Il existe des saints ou des missionnaires qui constitueront pour vous des sources d’inspiration ?
Je voudrais citer un épisode et deux saints. Voici quelques années, j’ai visité l’Abbaye de Keur Moussa, au Sénégal, fondée par des Bénédictins français au début du XX° siècle. Dans le cimetière se trouvaient des tombes de moines, tous âgés de 30 à 35 ans, partis de France en sachant qu’ils auraient vécu probablement quelques années seulement dans ce pays.
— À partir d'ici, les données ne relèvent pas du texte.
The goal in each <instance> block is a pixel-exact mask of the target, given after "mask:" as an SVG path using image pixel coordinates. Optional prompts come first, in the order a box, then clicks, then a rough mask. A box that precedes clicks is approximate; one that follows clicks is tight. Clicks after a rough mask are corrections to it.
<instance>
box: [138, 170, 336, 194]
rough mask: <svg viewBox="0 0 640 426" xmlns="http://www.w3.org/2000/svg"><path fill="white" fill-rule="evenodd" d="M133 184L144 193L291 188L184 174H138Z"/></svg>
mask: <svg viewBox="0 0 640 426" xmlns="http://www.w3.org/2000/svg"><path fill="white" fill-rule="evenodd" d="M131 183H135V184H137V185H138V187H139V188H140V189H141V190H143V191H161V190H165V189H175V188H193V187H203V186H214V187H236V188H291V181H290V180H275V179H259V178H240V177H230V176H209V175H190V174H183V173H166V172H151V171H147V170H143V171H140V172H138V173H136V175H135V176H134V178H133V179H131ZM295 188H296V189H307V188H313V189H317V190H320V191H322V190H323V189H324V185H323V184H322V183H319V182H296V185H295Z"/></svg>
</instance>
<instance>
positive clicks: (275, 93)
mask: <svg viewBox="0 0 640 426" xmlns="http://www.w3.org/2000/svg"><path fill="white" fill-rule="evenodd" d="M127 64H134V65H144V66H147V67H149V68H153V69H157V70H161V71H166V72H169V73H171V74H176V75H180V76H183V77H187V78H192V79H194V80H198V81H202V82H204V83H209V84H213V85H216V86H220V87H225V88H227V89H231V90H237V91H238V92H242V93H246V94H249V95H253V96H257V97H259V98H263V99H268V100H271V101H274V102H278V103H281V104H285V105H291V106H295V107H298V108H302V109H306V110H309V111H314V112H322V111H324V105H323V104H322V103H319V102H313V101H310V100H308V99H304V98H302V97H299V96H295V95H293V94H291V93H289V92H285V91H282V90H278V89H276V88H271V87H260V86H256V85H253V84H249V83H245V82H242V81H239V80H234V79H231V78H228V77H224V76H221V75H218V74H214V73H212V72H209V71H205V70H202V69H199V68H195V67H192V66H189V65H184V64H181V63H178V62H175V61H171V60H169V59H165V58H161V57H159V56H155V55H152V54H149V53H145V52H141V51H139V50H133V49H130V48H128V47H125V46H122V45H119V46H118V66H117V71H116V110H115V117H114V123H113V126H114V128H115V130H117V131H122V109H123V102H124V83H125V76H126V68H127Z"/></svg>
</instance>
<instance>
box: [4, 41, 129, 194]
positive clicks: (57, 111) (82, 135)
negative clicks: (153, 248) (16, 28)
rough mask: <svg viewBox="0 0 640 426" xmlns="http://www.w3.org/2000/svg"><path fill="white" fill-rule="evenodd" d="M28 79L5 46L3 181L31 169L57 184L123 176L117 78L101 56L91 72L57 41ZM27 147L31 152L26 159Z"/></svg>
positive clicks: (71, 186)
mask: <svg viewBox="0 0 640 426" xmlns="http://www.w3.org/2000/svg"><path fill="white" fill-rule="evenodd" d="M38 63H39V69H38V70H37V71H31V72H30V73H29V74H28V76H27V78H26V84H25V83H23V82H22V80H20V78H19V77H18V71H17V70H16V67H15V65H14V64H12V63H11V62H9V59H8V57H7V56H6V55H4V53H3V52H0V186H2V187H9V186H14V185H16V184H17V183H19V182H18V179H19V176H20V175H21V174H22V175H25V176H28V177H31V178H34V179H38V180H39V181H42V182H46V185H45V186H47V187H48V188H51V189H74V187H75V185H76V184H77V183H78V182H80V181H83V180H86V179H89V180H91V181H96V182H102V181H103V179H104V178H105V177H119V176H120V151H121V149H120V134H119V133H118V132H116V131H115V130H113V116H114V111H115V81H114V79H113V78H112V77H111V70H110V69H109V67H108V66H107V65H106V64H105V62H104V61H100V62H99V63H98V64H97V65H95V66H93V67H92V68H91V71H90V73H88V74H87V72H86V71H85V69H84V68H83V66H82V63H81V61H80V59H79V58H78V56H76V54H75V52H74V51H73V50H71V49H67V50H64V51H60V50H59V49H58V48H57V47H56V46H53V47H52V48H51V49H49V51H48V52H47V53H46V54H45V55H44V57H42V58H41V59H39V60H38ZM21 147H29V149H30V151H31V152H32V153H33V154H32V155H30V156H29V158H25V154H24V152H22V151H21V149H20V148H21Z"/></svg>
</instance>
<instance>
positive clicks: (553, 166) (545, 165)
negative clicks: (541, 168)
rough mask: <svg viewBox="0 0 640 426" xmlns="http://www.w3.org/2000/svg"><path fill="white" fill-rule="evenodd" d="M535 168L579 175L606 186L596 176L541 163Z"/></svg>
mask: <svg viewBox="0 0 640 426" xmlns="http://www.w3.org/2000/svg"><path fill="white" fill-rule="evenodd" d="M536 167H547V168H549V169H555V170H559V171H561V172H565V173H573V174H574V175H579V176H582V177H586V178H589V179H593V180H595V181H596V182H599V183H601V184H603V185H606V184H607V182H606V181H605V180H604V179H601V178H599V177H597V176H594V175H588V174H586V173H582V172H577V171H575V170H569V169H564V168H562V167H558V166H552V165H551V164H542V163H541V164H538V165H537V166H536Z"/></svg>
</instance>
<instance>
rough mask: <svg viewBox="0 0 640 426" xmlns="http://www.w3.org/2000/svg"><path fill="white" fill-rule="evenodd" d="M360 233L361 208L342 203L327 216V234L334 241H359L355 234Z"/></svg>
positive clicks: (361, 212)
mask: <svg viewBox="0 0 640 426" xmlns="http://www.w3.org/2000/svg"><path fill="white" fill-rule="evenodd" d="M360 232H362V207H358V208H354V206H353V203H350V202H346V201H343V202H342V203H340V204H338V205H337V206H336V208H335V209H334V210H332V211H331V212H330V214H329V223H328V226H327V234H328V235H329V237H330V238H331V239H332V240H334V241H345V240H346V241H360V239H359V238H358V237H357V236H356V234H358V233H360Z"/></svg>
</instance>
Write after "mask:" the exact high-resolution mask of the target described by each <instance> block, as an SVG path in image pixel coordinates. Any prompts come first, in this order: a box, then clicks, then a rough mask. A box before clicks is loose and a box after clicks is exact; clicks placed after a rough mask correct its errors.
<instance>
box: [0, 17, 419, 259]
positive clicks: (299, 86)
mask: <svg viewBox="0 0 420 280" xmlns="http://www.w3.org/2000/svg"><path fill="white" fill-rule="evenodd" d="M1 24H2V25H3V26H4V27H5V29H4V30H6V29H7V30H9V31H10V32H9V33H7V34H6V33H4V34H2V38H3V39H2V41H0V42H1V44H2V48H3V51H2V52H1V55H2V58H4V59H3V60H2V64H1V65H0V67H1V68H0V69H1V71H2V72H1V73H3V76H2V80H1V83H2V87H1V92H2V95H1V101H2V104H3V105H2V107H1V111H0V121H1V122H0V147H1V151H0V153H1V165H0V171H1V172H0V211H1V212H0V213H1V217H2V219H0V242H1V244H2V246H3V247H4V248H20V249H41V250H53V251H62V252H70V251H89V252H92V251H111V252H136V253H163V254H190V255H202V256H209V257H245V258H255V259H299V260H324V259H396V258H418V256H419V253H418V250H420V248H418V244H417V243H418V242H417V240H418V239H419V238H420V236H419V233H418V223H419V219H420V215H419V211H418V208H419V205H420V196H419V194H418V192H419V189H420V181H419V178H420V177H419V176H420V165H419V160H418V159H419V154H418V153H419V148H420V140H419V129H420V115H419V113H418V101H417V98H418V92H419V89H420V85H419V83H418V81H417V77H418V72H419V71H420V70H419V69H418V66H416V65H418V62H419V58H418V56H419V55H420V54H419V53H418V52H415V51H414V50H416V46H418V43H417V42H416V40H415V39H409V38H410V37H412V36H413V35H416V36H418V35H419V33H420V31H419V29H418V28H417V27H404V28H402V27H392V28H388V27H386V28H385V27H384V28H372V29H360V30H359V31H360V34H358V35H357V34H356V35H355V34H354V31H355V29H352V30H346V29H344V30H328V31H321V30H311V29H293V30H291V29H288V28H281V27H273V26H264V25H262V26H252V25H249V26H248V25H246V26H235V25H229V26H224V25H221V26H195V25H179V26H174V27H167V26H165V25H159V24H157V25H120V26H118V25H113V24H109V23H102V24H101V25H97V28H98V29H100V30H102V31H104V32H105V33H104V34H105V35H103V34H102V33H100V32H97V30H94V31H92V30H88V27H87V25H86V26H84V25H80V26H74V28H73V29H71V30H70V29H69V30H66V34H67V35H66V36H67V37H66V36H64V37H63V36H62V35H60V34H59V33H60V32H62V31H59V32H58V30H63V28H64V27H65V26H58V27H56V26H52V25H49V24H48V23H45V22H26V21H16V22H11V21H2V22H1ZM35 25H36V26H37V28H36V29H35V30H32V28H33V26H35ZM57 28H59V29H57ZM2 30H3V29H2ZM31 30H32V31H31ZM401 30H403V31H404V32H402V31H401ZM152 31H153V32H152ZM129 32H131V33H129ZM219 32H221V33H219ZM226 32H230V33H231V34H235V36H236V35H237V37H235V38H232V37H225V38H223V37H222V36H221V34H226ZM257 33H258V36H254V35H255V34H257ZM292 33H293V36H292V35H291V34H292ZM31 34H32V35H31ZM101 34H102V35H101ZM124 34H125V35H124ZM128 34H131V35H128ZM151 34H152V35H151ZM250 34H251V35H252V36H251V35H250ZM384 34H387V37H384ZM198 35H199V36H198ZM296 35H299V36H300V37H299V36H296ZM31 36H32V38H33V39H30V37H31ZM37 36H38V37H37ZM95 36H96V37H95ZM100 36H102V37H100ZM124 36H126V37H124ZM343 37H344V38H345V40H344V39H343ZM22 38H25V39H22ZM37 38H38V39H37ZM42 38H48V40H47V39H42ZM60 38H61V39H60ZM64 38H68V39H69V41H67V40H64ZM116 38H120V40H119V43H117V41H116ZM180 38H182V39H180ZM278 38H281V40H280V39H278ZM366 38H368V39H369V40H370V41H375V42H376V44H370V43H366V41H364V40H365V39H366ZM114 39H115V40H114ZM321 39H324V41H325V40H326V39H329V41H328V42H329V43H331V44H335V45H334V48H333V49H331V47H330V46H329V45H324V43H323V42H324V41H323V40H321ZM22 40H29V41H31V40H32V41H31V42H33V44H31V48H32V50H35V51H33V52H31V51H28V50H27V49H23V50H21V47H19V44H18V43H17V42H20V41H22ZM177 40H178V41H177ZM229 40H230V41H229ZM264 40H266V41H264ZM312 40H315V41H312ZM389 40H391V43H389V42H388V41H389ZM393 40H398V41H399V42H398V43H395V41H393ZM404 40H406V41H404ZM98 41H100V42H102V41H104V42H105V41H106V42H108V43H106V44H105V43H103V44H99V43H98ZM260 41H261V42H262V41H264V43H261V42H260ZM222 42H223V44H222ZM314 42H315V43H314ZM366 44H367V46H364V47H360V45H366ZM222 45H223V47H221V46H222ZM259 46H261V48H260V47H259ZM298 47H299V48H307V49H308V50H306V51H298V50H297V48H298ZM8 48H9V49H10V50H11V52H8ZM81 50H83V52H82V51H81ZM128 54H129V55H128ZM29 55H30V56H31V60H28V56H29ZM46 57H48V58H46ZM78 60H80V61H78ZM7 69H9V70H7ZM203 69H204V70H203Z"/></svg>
Cependant, ils avaient dans le cœur quelque chose de plus grand de leur propre vie et ils constituent un exemple de ceux qui donnent leur vie pour servir le Christ. Parmi les saints, je voudrais citer François d’Assise, qui s’est rendu en Egypte, sans peur, avec simplicité, pour présenter sa foi au sultan, donnant la paix du Christ. En outre, je porte dans mon cœur un missionnaire de mon Diocèse de Bolzano-Bressanone, le Père Giuseppe Freinademetz, un des premiers Verbites. Il fut missionnaire en Chine, où il mourut apprécié des chinois pour son exemple de vie. Né dans un contexte environnemental merveilleux, il avait en lui un feu qui l’a conduit à aller au-delà. Le Père Freinademetz nous aide à comprendre que le trésor de la foi est trop grand pour le tenir pour nous seuls. (PA) (Agence Fides 15/12/2017)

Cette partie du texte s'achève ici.